Empirical Results and Insights
On all datasets, systems based on state-of-the-art models (ChatGPT, GPT-4, instruction-tuned LLaMA-2-Chat-70B) exhibit fluent text but systematically underperform on correctness and citation metrics compared to the estimated retrieval upper bounds.
Figure 4: Retrieval recall@k for all datasets, alongside correctness scores of top-performing systems and oracle systems with gold passages.
Notable empirical observations:
- On ELI5, even best models achieved citation support on only ~50% of generations, evidencing substantial room for improvement.
- Increasing the number of retrieved passages (enabled by longer context windows, e.g., GPT-4’s 8K) yields moderate improvements for GPT-4 but little utility for ChatGPT-16K, underscoring architecture-dependent source aggregation capacity.
- Instruction-tuned open-source models (LLaMA-2-Chat-70B) narrow the performance gap with commercial APIs on correctness, but citation quality consistently lags, reflecting limitations in both retrieval integration and evidence tracking capabilities.
A detailed retrieval analysis confirms that correctness/citation scores are sharply upper-bounded by the quality of retrieval, but that LLMs underutilize available evidence even when information is directly present in context.
Human Evaluation and Metric Validation
A structured human evaluation compares the utility, citation recall, and citation precision between model generations and ALCE's automatic metrics. Human and automatic judgments are strongly correlated, with Cohen's kappa values of 0.698 for citation recall and 0.525 for citation precision, validating the reliability of automated assessment for reproducible benchmarking.

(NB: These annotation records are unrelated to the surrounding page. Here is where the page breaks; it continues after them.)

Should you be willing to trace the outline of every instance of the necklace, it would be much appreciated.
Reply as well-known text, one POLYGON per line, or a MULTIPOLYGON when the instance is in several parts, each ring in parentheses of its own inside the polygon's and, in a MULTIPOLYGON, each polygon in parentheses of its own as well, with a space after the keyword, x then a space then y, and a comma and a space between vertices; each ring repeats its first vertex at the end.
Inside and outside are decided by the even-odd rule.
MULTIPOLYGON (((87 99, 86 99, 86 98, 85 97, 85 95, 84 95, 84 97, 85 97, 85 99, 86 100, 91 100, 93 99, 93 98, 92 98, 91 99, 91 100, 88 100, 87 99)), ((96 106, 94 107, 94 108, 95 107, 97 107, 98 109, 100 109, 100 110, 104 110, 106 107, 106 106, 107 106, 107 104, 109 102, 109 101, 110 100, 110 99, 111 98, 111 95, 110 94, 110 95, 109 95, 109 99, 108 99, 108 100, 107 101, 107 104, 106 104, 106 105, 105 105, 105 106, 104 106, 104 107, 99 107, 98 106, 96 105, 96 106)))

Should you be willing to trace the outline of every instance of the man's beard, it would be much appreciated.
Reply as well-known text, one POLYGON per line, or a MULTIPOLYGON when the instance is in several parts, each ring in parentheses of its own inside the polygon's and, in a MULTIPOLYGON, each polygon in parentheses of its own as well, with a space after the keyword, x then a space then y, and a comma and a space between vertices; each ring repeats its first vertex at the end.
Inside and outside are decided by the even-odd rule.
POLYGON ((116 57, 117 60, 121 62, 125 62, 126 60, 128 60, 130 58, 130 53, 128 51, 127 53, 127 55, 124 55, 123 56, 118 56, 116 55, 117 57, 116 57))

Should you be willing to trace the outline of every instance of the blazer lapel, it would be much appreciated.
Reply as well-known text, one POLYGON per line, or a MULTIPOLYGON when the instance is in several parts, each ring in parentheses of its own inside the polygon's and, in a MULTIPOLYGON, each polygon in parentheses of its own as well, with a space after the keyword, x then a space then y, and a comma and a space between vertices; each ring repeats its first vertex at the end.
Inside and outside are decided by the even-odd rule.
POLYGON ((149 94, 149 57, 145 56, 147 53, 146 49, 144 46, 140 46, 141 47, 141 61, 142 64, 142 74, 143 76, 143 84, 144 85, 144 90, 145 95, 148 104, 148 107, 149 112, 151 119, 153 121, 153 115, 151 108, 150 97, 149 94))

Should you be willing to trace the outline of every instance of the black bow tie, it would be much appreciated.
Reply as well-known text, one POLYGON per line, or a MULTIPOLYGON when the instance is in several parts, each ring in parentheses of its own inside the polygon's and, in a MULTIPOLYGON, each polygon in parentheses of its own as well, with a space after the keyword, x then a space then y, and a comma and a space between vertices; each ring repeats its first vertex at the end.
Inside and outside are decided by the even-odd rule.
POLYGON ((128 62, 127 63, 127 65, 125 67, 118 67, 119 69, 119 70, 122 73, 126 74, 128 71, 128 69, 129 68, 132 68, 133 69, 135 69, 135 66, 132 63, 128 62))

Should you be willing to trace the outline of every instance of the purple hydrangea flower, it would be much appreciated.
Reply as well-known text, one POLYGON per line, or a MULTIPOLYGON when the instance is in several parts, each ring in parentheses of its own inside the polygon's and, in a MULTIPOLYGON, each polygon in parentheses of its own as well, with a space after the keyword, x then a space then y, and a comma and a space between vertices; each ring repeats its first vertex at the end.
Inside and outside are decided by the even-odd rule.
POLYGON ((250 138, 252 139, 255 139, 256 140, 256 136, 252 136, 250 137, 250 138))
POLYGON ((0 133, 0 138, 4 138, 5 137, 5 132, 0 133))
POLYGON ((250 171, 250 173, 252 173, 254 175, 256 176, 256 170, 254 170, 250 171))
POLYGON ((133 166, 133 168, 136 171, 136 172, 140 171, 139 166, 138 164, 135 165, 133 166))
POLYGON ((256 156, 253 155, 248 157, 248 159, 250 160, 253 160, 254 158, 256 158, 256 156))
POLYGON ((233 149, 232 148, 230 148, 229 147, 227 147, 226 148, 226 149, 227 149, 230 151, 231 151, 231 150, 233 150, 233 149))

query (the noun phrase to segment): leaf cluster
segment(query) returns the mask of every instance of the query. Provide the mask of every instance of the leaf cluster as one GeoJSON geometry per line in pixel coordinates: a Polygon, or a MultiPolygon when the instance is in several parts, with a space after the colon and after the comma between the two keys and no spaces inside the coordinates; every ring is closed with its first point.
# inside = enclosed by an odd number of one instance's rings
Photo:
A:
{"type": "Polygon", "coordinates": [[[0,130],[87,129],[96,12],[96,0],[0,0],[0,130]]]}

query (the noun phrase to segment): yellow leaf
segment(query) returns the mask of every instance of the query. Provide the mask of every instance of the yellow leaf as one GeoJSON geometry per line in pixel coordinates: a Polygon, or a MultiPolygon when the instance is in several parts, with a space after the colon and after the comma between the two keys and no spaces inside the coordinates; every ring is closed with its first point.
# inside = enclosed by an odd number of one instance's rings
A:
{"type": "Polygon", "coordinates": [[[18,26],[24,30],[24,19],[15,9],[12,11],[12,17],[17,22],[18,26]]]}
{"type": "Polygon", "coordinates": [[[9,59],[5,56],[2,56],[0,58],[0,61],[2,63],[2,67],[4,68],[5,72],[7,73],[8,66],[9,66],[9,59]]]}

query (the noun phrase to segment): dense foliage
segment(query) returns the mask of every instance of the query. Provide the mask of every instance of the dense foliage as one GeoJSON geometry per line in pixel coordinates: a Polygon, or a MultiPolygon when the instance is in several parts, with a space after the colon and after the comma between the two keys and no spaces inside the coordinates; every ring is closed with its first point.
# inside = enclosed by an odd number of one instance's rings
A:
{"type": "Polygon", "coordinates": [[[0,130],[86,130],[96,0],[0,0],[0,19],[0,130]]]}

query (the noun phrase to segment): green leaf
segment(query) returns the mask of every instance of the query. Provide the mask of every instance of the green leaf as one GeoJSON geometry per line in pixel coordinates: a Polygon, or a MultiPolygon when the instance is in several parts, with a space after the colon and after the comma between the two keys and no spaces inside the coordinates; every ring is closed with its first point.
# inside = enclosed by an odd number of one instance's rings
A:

Implications and Directions for Future Research
Theoretical implications:
The ALCE benchmark concretely demonstrates the performance limitations of current LLMs in multi-document evidence synthesis, contextual grounding, and fine-grained attribution. This highlights open challenges in model architecture (context scaling, source tracking), retriever-generation integration (end-to-end training, joint optimization), and automated, fact-level evaluation.
Practical implications:
ALCE provides a modular and extensible platform for both academic and industrial practitioners to test progress in LLM-based fact-seeking and citation-rich applications, with metrics robust against shortcutting and applicable to new document domains.
Future AI development:
The paper suggests promising directions:
- Advancing retriever architectures with higher recall and diversity.
- Developing LLMs explicitly designed for extended context processing and reliable evidence attribution.
- Seamlessly integrating retrieval, generation, and citation in a differentiable, trainable pipeline with supervision on both correctness and attribution.
- Extension of benchmarks to cover complex reasoning (multi-hop, mathematical, code) and more granular citation scenarios (statement-level, claim-level, partial support).
Conclusion
The paper presents a comprehensive, automated, and reproducible benchmark—ALCE—establishing a new methodology for measuring and advancing the ability of LLMs to generate verifiable, citation-grounded text (2305.14627). The benchmark highlights the substantial gap between fluent generation and reliable citation-grounded correctness, indicating that future progress in retrieval-augmented LLMs will require principled advances in both modeling and evaluation.